Dès le début de l’opuscule, Wagner s’assigne pour objet « d’expliquer ce sentiment inconscient d’aversion populaire pour tout ce qui est juif, de formuler ainsi quelque chose qui existe en fait, mais nullement de prétendre susciter, par le jeu d’une imagination quelconque, quelque chose qui n’existerait pas ». Comment écarter cet état de fait, comment jeter un pont sur la crevasse béante entre les races ? Wagner en appelle à une régénération possible de l’humanité, et dit aux Juifs : « Joignez-vous sans réserves à cette œuvre de salut, par où l’anéantissement du moi aboutira à une vraie nouveauté de vie, et nous serons unis, confondus, sans plus de différences qui nous séparent ! Mais souvenez-vous qu’il n’y a pour vous qu’un moyen de vous soustraire à la malédiction qui pèse sur vous : le salut d’Ahasvérus, c’est l’anéantissement ! » Et ce qu’il entend par « anéantissement » ressort clairement d’une phrase précédente : « Mais, devenir pleinement homme avec nous, c’est, pour ainsi dire, pour le Juif, cesser d’être Juif »[1].

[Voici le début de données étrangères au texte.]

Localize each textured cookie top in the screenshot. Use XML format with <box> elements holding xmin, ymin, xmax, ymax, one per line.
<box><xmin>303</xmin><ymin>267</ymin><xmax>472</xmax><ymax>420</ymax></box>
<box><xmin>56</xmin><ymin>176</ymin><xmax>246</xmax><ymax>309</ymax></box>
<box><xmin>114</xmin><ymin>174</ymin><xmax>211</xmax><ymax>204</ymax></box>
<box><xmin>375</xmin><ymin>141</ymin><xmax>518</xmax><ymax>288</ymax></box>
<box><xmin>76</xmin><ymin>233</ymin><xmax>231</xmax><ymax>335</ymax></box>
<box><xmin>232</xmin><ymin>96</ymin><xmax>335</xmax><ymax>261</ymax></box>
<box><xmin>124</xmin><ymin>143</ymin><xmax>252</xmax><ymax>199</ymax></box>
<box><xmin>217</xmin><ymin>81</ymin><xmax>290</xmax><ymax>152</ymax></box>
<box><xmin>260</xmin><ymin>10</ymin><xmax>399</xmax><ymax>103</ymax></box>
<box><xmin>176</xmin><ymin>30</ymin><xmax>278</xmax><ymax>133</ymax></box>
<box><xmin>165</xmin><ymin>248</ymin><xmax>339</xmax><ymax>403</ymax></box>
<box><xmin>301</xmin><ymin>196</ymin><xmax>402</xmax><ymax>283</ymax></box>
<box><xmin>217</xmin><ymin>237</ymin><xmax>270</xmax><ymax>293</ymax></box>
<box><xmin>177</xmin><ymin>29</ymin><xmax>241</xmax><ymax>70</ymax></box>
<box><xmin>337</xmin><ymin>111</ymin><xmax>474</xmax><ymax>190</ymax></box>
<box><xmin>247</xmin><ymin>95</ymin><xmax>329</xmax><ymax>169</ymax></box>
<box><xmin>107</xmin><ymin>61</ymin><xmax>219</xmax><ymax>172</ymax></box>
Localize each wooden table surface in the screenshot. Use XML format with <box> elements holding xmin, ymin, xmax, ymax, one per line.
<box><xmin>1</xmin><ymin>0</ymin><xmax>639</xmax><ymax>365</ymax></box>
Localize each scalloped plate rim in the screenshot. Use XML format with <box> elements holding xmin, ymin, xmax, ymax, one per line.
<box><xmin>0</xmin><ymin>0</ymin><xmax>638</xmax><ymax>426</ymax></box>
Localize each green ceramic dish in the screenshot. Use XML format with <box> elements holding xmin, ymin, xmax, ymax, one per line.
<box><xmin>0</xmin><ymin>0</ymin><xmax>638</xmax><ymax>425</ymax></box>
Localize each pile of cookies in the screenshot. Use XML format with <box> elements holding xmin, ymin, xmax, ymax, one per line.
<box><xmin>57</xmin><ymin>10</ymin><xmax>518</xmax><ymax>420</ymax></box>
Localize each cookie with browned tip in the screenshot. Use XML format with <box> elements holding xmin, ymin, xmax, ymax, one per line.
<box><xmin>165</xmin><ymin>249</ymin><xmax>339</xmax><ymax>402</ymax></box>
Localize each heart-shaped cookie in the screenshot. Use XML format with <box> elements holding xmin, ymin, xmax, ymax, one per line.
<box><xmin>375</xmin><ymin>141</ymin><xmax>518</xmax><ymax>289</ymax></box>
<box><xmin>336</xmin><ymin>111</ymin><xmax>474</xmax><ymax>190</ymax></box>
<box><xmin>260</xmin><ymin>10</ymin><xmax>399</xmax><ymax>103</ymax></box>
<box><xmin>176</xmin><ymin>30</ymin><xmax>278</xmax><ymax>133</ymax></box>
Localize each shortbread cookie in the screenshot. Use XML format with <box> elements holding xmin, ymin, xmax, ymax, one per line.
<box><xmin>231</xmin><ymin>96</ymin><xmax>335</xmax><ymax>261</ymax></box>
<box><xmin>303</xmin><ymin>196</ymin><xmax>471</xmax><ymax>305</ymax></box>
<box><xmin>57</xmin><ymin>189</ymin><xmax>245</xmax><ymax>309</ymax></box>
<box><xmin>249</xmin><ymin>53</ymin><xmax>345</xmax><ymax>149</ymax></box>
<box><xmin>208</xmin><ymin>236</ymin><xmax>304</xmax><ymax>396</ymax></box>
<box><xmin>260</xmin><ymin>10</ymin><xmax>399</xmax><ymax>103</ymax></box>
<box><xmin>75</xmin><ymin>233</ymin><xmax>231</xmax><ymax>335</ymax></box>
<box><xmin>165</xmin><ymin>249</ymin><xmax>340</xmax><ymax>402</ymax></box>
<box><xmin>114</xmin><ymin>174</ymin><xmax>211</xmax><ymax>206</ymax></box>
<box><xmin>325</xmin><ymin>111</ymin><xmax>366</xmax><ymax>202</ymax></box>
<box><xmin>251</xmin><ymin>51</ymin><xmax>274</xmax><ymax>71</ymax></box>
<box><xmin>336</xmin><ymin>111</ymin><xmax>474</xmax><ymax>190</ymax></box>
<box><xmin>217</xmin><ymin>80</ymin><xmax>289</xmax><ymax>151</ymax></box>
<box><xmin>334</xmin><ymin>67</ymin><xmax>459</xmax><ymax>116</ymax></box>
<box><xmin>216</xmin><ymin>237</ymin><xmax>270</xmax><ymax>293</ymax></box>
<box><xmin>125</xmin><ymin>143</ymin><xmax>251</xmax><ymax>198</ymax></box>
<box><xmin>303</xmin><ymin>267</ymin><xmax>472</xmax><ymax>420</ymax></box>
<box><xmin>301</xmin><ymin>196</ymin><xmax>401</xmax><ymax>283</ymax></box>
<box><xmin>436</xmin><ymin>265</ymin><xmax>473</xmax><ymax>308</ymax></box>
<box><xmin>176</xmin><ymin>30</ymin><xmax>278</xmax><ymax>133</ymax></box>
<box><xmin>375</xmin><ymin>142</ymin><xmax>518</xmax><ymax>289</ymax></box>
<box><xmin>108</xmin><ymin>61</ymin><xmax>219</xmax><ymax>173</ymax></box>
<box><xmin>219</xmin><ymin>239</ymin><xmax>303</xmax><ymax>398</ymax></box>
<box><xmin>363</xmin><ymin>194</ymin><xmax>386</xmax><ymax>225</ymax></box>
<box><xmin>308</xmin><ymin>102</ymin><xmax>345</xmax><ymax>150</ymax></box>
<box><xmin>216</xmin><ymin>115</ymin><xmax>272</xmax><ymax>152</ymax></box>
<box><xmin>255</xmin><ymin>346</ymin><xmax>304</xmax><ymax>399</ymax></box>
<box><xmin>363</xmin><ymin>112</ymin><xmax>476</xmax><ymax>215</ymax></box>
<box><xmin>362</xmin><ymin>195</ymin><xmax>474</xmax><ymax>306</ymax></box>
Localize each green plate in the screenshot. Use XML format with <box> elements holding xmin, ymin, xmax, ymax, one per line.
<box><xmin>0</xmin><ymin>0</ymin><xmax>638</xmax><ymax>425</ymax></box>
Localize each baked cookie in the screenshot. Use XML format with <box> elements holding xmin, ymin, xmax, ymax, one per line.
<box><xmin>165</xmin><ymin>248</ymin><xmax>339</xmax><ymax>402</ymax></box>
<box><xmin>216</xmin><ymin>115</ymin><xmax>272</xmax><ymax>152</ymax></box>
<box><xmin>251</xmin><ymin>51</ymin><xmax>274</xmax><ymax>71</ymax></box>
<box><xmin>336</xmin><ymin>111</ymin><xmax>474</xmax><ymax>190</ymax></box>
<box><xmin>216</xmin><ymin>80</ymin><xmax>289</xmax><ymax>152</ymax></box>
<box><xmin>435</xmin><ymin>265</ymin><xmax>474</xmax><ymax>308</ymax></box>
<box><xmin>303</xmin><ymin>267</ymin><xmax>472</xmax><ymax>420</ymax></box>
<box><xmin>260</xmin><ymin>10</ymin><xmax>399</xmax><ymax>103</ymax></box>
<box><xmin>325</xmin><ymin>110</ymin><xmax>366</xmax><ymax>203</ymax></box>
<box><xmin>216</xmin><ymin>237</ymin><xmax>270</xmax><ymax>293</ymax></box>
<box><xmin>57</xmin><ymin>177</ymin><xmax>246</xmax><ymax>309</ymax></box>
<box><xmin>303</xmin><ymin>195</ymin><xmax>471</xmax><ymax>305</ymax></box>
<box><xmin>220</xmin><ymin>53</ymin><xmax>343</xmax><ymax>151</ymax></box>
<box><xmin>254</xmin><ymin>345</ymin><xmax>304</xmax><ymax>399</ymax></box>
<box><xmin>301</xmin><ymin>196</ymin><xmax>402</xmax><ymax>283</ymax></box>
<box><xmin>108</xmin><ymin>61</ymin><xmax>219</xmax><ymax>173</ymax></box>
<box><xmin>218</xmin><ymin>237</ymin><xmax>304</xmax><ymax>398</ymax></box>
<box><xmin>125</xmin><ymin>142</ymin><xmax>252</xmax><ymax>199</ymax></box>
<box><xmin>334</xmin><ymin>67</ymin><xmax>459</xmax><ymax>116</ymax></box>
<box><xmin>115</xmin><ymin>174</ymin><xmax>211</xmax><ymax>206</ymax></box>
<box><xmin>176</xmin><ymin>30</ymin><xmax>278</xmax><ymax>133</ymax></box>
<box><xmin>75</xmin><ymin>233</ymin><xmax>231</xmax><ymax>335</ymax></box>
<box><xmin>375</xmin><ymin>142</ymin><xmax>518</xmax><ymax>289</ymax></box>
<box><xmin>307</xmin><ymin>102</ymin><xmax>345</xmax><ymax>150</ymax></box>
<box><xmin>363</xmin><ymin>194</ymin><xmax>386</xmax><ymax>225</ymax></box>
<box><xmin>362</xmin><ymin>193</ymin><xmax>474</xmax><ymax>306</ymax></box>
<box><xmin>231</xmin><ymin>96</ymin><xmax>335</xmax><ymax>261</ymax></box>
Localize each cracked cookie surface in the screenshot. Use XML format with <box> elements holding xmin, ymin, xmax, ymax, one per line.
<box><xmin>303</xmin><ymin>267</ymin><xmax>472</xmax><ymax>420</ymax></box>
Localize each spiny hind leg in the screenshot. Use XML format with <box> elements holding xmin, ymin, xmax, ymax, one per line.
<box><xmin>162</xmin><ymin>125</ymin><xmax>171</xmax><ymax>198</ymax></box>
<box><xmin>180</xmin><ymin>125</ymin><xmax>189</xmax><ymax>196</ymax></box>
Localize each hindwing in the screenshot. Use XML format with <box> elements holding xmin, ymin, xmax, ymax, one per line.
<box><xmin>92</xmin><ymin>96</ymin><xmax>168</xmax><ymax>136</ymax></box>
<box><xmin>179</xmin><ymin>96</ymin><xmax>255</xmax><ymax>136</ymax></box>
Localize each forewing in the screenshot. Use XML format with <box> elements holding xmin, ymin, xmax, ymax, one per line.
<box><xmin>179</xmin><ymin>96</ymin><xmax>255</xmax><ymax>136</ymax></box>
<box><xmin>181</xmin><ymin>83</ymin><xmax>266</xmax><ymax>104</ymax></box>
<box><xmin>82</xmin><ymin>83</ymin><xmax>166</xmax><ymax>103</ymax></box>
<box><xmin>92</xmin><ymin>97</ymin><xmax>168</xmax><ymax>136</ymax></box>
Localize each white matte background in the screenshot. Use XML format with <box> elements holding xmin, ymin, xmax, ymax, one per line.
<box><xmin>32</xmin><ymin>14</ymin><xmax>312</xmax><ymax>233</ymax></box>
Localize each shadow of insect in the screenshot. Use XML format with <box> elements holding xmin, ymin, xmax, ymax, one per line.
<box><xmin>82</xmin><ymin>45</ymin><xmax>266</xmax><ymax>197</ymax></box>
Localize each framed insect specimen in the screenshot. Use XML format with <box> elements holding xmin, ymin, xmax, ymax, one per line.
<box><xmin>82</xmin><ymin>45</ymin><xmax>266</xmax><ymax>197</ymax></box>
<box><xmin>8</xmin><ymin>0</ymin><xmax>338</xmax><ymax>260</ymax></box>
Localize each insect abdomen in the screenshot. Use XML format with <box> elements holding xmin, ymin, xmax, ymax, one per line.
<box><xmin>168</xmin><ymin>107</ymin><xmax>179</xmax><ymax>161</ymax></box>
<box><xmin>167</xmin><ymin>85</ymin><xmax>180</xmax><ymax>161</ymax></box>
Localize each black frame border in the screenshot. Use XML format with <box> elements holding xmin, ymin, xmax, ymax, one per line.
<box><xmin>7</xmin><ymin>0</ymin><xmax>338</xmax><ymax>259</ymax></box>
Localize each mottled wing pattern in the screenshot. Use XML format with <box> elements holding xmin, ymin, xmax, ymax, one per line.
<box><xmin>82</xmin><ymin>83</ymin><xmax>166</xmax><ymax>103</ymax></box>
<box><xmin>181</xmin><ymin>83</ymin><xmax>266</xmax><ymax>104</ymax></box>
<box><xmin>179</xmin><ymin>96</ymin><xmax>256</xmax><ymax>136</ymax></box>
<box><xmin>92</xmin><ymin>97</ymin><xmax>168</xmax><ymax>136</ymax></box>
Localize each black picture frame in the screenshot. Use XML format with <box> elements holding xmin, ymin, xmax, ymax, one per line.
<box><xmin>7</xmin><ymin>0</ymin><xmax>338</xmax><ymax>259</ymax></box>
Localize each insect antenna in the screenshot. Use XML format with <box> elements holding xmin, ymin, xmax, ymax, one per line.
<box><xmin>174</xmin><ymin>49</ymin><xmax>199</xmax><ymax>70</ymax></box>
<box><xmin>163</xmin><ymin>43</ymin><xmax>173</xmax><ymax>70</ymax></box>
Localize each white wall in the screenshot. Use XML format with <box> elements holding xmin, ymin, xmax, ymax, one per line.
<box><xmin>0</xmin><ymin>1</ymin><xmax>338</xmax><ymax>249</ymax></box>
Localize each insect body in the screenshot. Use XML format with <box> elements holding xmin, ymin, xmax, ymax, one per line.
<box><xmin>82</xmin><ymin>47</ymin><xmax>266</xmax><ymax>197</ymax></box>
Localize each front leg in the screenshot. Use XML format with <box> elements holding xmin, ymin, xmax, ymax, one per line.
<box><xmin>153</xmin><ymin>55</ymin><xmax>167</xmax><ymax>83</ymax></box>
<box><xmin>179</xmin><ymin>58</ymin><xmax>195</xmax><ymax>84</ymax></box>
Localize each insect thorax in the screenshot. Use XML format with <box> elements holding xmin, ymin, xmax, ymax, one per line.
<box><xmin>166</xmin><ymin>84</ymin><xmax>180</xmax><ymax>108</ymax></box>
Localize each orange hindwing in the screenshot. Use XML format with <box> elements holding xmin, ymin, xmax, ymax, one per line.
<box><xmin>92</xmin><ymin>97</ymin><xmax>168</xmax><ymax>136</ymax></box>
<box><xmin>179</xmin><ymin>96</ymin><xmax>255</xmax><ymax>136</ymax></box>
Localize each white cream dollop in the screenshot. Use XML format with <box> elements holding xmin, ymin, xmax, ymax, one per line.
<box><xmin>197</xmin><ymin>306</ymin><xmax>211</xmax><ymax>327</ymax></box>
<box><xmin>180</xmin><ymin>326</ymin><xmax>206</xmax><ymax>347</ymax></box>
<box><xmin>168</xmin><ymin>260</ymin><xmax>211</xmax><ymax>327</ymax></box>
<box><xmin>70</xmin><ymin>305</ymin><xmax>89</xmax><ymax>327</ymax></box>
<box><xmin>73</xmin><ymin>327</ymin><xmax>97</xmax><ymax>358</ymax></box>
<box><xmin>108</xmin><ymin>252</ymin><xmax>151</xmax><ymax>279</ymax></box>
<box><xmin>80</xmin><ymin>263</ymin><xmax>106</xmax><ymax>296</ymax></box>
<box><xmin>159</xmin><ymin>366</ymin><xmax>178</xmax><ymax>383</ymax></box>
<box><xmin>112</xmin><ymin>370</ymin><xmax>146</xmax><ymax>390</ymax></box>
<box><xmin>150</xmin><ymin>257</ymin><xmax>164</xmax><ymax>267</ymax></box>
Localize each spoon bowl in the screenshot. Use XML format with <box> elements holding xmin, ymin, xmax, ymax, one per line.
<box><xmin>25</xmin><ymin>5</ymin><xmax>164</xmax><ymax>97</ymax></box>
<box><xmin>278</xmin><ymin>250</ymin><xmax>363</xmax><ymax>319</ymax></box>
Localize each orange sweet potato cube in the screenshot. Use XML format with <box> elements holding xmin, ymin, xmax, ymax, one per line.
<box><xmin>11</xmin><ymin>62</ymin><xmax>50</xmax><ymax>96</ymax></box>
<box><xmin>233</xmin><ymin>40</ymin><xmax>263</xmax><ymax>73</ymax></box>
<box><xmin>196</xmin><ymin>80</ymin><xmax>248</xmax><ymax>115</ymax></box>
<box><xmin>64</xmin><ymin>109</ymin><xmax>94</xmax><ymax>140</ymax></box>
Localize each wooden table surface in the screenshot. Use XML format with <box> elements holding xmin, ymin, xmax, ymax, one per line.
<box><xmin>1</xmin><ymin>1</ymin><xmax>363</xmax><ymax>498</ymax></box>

  1. On ne saurait se rappeler sans une douce gaieté, qae MM. Joachim, Moscheles, Hauptmann, David, etc., se sentirent tellement offensés par cette invitation à « devenir pleinement hommes avec nous », qu’ils demandèrent que l’éditeur de la Nouvelle Revue musicale, Franz Brendel, fût destitué de sa place de professeur au Conservatoire de Leipzig ! Au reste, les mots de Wagner rappellent, sous une forme très mitigée, ce que Luther avait dit aussi : que les Juifs devaient cesser d’être Juifs : « sinon, nous ne devons pas les tolérer chez nous ».